Bulan Februari 2016 kemarin alhamdulillah saya kembali hamil anak kedua dan bersyukurnya saya karena kondisi kehamilan sehat sampai waktu bersalin tiba. Si sulung juga kelihatannya tidak sabar ingin melihat calon adiknya. Buktinya dia selalu bertanya "Kapan adik lahir, Bu?" dan selalu antusias jika melihat adiknya ada di layar monitor ketika saya melakukan USG. Setelah sembilan bulan lewat 5 hari, Alhamdulillah akhirnya adik bayi lahir selamat dengan berat 2,9 kg dan tinggi 4,9 cm.

Si sulung mulai merasa tersaingi

Dua hari dirumah sakit si sulung awalnya happy-happy saja. Bagaimana tidak, di kamar ada tv lengkap dengan chanel cartoon kesukaannya. Jadi orang yang paling betah berada di RS itu ya si sulung. Setelah pulang dari Rumah Sakit barulah drama dimulai si sulung merasa ibunya selalu memperhatikan adiknya.

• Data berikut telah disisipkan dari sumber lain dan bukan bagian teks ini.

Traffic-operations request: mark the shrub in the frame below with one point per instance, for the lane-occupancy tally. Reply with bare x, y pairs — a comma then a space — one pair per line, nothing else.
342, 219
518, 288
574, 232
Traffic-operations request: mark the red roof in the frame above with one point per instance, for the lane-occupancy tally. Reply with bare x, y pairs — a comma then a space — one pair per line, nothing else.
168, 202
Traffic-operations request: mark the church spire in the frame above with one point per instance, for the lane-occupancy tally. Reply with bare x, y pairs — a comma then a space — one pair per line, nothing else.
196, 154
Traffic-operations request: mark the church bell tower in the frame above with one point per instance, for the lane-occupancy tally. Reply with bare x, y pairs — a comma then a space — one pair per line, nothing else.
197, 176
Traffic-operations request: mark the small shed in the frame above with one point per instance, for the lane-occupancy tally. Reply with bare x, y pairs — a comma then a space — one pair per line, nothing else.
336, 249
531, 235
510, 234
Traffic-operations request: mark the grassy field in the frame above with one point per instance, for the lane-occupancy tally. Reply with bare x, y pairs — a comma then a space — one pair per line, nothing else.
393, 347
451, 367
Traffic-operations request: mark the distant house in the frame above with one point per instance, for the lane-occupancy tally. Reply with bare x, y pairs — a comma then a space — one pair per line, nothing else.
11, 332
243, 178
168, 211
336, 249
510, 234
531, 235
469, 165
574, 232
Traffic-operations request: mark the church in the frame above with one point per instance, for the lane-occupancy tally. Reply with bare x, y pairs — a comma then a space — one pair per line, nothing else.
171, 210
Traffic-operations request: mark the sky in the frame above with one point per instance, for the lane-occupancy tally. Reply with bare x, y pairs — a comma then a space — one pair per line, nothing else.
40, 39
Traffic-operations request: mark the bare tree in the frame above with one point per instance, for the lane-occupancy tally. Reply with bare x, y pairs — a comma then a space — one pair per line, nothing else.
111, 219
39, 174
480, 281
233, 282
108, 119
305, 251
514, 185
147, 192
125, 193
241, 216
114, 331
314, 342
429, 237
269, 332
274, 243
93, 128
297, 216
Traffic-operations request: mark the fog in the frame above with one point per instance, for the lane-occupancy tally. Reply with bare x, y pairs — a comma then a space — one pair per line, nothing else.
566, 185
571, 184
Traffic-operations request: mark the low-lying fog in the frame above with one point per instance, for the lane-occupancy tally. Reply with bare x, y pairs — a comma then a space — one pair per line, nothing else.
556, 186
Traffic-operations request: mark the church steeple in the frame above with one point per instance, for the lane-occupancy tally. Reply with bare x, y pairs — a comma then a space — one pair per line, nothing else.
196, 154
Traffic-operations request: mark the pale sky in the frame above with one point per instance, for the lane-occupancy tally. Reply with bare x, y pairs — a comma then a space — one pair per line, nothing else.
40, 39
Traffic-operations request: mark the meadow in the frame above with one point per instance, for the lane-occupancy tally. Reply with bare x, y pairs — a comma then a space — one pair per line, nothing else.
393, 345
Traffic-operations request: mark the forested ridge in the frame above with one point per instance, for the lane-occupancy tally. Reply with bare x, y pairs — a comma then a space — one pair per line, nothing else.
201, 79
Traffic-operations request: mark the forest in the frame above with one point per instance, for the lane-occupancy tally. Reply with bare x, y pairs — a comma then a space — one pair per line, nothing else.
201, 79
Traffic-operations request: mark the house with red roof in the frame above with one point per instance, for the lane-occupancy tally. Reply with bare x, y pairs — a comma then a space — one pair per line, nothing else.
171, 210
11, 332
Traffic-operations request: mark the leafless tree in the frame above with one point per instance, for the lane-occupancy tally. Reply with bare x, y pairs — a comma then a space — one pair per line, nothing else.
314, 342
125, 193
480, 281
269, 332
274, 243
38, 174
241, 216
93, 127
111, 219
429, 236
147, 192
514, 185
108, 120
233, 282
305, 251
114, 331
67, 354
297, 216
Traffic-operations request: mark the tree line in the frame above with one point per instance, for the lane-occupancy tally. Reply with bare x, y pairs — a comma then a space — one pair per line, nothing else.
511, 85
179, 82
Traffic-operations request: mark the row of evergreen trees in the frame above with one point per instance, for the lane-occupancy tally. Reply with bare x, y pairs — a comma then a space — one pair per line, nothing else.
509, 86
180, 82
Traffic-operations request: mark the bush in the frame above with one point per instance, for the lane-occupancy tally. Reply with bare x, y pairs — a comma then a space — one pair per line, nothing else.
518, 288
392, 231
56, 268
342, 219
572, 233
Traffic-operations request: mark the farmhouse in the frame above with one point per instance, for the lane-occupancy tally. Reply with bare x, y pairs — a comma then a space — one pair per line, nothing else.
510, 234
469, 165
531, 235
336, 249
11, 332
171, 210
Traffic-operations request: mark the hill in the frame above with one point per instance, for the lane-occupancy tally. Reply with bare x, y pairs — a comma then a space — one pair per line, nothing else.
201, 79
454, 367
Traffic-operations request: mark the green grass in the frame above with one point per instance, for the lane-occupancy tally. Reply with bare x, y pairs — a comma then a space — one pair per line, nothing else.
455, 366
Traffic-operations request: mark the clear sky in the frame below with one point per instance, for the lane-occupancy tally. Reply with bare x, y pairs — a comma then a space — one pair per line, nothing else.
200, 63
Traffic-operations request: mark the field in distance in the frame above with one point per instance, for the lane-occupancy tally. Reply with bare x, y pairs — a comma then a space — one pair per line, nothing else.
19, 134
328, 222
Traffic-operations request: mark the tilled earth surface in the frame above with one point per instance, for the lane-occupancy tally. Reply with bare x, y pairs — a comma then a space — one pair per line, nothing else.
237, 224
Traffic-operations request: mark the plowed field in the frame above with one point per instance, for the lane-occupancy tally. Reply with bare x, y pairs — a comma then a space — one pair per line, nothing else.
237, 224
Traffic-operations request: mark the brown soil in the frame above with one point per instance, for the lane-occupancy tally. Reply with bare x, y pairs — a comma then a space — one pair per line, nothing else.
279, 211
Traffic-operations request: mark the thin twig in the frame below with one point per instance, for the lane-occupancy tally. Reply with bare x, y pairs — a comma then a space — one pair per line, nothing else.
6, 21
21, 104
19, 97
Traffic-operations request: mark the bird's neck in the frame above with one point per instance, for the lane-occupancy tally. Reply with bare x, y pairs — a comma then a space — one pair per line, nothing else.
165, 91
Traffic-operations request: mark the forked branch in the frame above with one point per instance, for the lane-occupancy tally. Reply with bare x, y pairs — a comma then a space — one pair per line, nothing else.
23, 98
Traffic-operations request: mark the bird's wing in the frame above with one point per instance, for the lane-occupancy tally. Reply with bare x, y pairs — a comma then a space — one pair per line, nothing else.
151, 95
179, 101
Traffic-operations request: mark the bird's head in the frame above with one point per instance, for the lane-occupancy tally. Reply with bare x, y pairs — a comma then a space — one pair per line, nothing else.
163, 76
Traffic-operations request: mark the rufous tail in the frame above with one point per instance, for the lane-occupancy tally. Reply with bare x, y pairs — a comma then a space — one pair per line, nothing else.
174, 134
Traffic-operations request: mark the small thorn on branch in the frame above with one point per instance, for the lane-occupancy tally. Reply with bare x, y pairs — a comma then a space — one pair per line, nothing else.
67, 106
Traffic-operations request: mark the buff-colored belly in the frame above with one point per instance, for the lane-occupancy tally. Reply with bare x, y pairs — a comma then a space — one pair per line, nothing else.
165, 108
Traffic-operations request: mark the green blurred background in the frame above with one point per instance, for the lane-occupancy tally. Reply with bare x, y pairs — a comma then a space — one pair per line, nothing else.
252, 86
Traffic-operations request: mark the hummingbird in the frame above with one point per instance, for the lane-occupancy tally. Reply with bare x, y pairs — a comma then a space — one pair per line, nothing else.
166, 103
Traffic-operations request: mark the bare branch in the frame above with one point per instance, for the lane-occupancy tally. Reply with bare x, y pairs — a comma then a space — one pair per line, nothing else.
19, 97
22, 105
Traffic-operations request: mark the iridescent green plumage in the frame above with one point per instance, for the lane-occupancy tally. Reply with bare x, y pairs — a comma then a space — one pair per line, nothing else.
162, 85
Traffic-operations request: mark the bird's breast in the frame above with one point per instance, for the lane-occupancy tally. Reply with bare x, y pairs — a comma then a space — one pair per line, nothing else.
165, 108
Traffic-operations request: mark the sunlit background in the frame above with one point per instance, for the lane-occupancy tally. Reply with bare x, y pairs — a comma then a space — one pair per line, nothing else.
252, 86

Jika adik rewel sedikit saja, saya langsung menggendongnya. Menimang dan menyusuinya. Ternyata kegiatan ini diperhatikan oleh si sulung. Wah, mulai deh dia bikin ulah supaya saya juga memperhatikannya.

Mulai dari berteriak-teriak, loncat sana sini sampai berantakin mainannya. Duh, sungguh malah jadi stress. Awalnya saya emosi menghadapi semua itu, namun jika malam tiba dan saya perhatikan wajah polosnya. Saya mengerti bahwa semua lelakunya itu hanya karena dia juga ingin diperhatikan. 

Lalu apa yang harus dilakukan?

Mulanya saya berusaha mengembalikan sebanyak-banyaknya kegiatan yang selalu kami lakukan bersama. 

Misalnya dengan makan bersama, minum teh bersama sambil bercerita. Si adik saya titipkan dulu ke kakak pengasuh atau ayahnya. Kegiatan ini hanya kami lakukan di rumah saja, mengingat saya belum bisa banyak bergerak.

Membacakan buku-buku kesukaannya sebelum tidur.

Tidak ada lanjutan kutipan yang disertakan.